Overige vereisten voor dwaling:4.23 [eiser] stelt dat hij vanwege de mededelingen in de vragenlijst bij de koopovereenkomst uitging en uit mocht gaan van een zwamvrije woning, althans van een woning die voor normaal gebruik geschikt zou zijn. [gedaagden] heeft die stelling als zodanig niet betwist. Wel heeft [gedaagden] betoogd dat hij bij het invullen van de vragenlijst geheel te goeder trouw is geweest. Bovendien stelt [gedaagden] dat, gelet op de uitkomsten van het bouwkundig rapport, [eiser] zelf nader onderzoek naar de staat van de woning had moeten doen, zodat een eventuele dwaling door rekening van [eiser] dient te blijven. Beide argumenten worden gepasseerd. Kwade trouw is niet benodigd voor een geslaagd beroep op dwaling. Voldoende is dat [eiser] vanwege mededelingen van [gedaagden] in de veronderstelling was dat de woning niet zou hebben te lijden onder een zwaminfectie die het normale gebruik als woning in de weg stond en dat is door [gedaagden] niet betwist.
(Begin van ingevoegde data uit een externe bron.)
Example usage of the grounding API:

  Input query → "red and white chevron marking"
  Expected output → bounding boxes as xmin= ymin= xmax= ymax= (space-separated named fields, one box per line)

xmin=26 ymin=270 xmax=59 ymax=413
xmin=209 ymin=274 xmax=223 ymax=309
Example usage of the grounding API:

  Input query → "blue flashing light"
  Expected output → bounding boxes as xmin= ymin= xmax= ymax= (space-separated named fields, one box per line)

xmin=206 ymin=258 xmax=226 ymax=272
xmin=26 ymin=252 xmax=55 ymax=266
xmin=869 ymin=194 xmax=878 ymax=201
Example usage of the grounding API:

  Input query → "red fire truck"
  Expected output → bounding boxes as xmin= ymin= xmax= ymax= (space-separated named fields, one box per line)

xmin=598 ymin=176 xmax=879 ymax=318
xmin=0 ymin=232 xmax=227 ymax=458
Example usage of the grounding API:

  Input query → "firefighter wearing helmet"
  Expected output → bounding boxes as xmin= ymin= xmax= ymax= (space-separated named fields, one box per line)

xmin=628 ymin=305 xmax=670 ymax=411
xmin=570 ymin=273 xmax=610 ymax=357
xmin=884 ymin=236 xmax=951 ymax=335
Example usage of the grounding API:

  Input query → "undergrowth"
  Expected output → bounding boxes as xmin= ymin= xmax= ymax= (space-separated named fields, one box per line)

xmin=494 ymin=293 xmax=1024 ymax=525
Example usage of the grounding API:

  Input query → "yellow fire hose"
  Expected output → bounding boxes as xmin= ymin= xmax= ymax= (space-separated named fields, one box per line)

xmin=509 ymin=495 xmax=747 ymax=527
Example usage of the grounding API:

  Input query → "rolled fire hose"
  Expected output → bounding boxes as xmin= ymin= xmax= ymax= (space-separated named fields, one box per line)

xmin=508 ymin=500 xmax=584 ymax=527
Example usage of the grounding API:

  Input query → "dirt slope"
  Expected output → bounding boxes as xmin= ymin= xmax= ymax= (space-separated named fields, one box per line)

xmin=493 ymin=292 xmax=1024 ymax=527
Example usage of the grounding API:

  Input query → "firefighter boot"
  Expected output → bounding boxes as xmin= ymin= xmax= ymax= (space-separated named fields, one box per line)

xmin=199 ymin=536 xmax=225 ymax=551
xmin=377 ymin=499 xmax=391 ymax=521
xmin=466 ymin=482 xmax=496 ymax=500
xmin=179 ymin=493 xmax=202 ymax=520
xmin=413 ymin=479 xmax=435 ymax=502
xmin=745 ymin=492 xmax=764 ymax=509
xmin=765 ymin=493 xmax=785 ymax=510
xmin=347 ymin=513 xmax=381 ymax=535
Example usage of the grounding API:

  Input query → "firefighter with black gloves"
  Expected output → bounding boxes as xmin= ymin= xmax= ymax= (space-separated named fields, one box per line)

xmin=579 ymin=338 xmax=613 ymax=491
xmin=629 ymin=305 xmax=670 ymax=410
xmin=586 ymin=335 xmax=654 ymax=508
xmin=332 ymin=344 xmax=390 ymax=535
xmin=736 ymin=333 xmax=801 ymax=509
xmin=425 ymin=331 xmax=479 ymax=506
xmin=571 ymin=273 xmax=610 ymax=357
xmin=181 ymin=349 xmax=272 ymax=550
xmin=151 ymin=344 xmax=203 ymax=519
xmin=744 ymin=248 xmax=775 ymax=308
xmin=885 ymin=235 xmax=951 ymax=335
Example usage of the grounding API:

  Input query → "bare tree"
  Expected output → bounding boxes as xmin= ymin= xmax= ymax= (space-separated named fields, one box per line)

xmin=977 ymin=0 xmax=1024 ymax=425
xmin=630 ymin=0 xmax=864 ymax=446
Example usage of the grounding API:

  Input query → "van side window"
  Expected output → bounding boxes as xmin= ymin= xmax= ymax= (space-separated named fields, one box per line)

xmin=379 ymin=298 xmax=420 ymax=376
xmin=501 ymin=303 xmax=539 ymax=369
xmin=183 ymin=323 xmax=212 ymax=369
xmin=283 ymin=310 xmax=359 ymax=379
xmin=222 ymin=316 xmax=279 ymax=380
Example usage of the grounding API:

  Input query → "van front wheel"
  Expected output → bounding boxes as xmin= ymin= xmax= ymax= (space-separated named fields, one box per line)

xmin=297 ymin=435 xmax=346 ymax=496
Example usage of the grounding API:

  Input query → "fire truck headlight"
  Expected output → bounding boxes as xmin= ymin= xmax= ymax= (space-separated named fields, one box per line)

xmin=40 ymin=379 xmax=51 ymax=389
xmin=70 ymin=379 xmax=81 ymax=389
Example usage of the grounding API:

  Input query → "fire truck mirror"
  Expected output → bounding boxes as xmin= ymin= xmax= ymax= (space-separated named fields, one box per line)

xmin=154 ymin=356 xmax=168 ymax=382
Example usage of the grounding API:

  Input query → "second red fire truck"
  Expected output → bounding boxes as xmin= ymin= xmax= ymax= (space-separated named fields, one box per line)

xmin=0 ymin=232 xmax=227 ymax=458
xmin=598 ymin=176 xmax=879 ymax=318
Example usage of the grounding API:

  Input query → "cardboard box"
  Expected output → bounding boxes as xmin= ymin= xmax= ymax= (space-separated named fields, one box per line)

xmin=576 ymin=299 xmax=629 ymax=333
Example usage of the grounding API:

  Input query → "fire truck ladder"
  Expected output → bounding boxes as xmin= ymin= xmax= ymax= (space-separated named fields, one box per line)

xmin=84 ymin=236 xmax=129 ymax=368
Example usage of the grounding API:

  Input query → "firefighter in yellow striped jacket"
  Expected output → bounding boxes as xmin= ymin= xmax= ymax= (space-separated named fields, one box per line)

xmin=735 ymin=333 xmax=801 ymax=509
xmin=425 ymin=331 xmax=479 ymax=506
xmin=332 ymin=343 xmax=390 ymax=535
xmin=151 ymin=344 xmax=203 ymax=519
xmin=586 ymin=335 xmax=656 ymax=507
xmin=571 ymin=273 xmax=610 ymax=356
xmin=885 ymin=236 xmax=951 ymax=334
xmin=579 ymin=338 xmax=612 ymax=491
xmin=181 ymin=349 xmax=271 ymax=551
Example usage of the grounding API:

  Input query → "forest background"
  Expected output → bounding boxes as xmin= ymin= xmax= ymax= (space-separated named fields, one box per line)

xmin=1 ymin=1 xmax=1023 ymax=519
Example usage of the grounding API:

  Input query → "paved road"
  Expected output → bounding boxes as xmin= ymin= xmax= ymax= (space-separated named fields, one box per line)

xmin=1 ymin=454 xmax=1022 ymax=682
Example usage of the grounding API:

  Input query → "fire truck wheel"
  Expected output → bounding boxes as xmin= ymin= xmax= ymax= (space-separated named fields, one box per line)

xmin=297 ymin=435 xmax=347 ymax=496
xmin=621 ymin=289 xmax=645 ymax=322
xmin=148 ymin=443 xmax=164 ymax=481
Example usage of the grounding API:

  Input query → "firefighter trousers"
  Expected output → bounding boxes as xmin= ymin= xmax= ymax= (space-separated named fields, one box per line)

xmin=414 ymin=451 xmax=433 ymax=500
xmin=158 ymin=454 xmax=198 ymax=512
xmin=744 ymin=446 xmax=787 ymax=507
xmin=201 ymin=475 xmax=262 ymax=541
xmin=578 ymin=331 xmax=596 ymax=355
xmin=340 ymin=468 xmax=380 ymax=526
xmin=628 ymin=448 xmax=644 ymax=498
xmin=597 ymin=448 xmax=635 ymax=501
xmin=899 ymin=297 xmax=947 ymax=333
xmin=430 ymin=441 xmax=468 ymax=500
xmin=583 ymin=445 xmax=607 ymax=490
Ten aanzien van een eventuele schending van de onderzoeksplicht overweegt de rechtbank dat het bouwkundig rapport geen aanbeveling geeft om nader onderzoek naar mogelijke zwam te doen. Kennelijk heeft de bouwkundig adviseur daartoe geen aanleiding gezien, zodat niet valt in te zien waarom [eiser] daartoe wel aanleiding had moeten zien. Bovendien heeft de gemachtigde van [gedaagden] zelf ter zitting verklaard dat nader onderzoek naar de mogelijkheid van zwam zou hebben betekend dat er destructief onderzoek plaats had moeten hebben en dat een dermate vergaand onderzoek niet van [eiser] verlangd hoefde te worden.
4.24
[eiser] heeft voorts gesteld dat indien hij op de hoogte zou zijn geweest van een ernstige zwaminfectie, hij de koopovereenkomst niet zou hebben gesloten. [gedaagden] heeft die stelling als zodanig niet betwist. Wel heeft [gedaagden] betwist dat [eiser] de koopovereenkomst niet zou hebben gesloten als [gedaagden] op de vragenlijst zou hebben geantwoord dat de vloer van hout was. Nu [eiser] zijn gestelde dwaling baseert op meerdere antwoorden van [gedaagden] in de vragenlijst en niet alleen op het antwoord over het materiaal van de vloer, is de betwisting van [gedaagden] in dat licht onvoldoende gemotiveerd. De rechtbank neemt dan ook als vaststaand aan dat [eiser] de koopovereenkomst niet zou hebben gesloten als hij zou weten dat de woning dusdanig door zwam zou zijn aangetast dat deze het normale gebruik als woning in de weg zou staan.
4.25
Het voorgaande leidt tot het oordeel dat als [eiser] slaagt in het bewijs van een zwaminfectie ten tijde van het sluiten van de koopovereenkomst die dusdanig was dat deze het normale gebruik van de woning in de weg stond en tevens in het bewijs van wetenschap aan de zijde van [gedaagden] , de rechtbank het beroep op dwaling zal honoreren, behoudens in het geval de rechtbank oordeelt dat [eiser] niet binnen bekwame tijd heeft geklaagd.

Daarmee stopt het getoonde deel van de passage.